Article rédigé par Hortense Leblanc - envoyée spéciale en Croatie
France Télévisions - Rédaction Sport
Publié Mis à jour
Temps de lecture : 6min
Luka et Nikola Karabatic lors de l'Euro de handball 2024, contre la Croatie, à Cologne (Allemagne). (INA FASSBENDER / AFP)
Luka et Nikola Karabatic lors de l'Euro de handball 2024, contre la Croatie, à Cologne (Allemagne). (INA FASSBENDER / AFP)

Sans Nikola Karabatic, retraité, mais avec son frère Luka, l’équipe de France dispute sa demi-finale du championnat du monde de handball, jeudi (21h), contre la Croatie, à Zagreb (Croatie).

Dans le café de l'hôtel des Bleus à Varazdin, Luka Karabatic est bien entouré. Alors que peu de familles ont fait le déplacement jusque dans le nord-est de la Croatie, où se sont tenus des matchs du tour principal du Mondial de hand, le pivot des Bleus a pu recevoir sa mère, sa tante et des amis, avec qui il discute en serbo-croate autour d'un café. Ses proches sont encore plus nombreux depuis le début de la phase finale à Zagreb, où la France joue en demi-finale du Mondial contre la Croatie, le pays hôte, jeudi 30 janvier (à 21 heures).

Comme son frère Nikola, retraité depuis quelques mois, Luka maîtrise parfaitement la langue grâce aux origines de ses parents, croate pour son père, et serbe pour sa mère. Et si l'accueil des supporters a parfois été tumultueux en Croatie, les deux frères ont toujours pris du plaisir à y jouer. "C'est toujours particulier. J'ai mes racines dans ce pays, j'y retourne souvent… Parfois il y a un peu de chauvinisme, mais je ne m'attends pas à de l'hostilité", déclarait Luka Karabatic avant la compétition.

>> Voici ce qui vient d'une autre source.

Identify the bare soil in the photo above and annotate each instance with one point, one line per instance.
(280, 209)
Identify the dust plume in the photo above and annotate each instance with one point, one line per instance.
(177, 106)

De l'hostilité, il n'y en a pas eu jusque-là dans ce Mondial aux salles assez vides, envers le cadet des frères Karabatic, né à Strasbourg en 1988. Pour Nikola, son aîné de quatre ans né à Nis (ex-Yougoslavie, Serbie), il a en revanche pu y en avoir lors de compétitions passées, avec des sifflets contre celui qui a choisi la sélection française sans hésiter, alors qu'il était courtisé par la Croatie.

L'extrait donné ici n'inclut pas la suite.